Thou Shalt See a Fight Before It Happens
I can recall more than one situation where I’ve left the park early in anticipation of dog park conflicts. This isn’t because people are bad owners, but because dogs will do what dogs do. You can tell when dogs are playing and when dogs are getting too aggressive. Knowing when things start to escalate can keep your dog and others out of harm’s way.
Thou Shalt Not Bring Puppies Younger Than 4 Months Old
This one is similar to having your pet spayed or neutered, but it’s more of a safety issue for your cute little pupper. It would be great to have your puppy at the park to play and socialize, but our dog park prohibits dogs who are younger than 12 weeks because they won’t be spayed or neutered at that point. They’ll also need the proper vaccinations before they interact with other dogs. If they haven’t been vaccinated, puppies could be extremely vulnerable to diseases, and exposure to other dogs may increase that risk.

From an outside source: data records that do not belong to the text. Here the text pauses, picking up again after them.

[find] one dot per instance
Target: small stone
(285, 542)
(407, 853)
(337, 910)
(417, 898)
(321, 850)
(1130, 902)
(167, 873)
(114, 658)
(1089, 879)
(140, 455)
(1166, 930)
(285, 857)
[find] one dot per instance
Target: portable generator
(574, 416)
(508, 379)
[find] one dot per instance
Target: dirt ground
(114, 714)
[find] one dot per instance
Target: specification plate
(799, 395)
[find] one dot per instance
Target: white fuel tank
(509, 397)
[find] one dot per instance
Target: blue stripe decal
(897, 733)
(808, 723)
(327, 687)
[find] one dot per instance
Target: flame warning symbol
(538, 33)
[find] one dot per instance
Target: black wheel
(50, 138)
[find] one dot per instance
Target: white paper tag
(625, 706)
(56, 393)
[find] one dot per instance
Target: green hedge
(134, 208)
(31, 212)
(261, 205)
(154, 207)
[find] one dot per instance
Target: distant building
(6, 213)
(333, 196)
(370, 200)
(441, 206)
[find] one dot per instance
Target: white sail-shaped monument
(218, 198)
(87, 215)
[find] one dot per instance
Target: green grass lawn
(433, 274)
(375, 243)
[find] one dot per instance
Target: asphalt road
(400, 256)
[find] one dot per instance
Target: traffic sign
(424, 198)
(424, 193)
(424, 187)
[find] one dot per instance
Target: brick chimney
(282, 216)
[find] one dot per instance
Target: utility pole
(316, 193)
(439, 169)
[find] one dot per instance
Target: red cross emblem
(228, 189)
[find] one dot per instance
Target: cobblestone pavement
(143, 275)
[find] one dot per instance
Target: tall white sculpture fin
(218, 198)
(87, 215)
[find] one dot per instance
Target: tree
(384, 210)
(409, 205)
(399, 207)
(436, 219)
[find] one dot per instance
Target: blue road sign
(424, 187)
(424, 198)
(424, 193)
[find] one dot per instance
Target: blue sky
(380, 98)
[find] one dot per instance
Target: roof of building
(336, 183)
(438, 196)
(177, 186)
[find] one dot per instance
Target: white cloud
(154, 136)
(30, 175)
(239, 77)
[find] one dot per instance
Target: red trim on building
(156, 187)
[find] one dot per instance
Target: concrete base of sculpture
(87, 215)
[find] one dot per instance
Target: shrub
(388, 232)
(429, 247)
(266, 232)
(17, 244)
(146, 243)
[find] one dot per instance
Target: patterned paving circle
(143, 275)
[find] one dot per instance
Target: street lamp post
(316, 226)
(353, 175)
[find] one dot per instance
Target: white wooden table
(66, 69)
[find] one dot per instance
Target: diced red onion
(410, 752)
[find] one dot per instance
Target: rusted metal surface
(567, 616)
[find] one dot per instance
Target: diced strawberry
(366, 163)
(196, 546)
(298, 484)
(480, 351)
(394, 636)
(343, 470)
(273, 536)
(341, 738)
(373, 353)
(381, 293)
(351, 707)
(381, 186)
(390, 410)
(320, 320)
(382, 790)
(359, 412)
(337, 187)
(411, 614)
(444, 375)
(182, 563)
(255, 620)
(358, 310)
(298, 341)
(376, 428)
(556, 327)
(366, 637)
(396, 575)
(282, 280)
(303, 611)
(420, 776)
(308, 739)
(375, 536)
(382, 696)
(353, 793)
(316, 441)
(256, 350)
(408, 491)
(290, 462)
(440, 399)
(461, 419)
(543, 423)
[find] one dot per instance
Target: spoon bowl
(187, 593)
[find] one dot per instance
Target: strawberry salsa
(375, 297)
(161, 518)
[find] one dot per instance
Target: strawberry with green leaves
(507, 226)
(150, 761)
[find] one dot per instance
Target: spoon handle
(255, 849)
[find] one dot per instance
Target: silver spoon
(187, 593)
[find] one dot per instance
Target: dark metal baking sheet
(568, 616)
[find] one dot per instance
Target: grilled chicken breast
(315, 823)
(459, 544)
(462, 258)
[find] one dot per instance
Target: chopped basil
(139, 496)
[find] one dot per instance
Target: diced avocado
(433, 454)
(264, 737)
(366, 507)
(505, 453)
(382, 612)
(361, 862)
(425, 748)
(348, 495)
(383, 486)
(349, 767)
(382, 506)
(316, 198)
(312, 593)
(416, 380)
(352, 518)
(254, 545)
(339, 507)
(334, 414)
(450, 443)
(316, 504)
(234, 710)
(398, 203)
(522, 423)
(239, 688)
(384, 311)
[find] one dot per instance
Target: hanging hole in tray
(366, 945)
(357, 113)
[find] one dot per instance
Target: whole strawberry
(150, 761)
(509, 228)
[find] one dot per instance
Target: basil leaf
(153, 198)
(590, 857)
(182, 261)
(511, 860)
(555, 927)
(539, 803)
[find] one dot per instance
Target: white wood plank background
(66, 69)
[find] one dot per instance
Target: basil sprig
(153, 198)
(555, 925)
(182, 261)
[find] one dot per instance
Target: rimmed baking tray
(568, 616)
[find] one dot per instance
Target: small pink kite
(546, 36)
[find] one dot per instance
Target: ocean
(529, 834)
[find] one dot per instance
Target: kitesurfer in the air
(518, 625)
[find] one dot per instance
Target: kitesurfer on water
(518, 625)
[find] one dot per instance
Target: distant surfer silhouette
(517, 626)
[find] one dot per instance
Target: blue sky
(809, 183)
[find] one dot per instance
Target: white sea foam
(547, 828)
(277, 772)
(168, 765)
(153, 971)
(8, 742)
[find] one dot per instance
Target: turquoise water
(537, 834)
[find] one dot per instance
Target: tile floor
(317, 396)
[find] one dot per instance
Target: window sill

Thou Shalt Communicate with Other Dog Owners
This is another one I’m not so great with. I know some dogs better than I know their owners, mainly because the people don’t talk much. It’s important to make conversation with the other humans at the park in order to understand each other and our dogs. It’s also good to interact with someone other than your dog and your smartphone, so let’s just be nicer to each other.
Bonus: Thou Shalt Supervise Their Kids. My dog loves kids, but he’s also 80 pounds so sorry in advance if little Johnny gets steamrolled.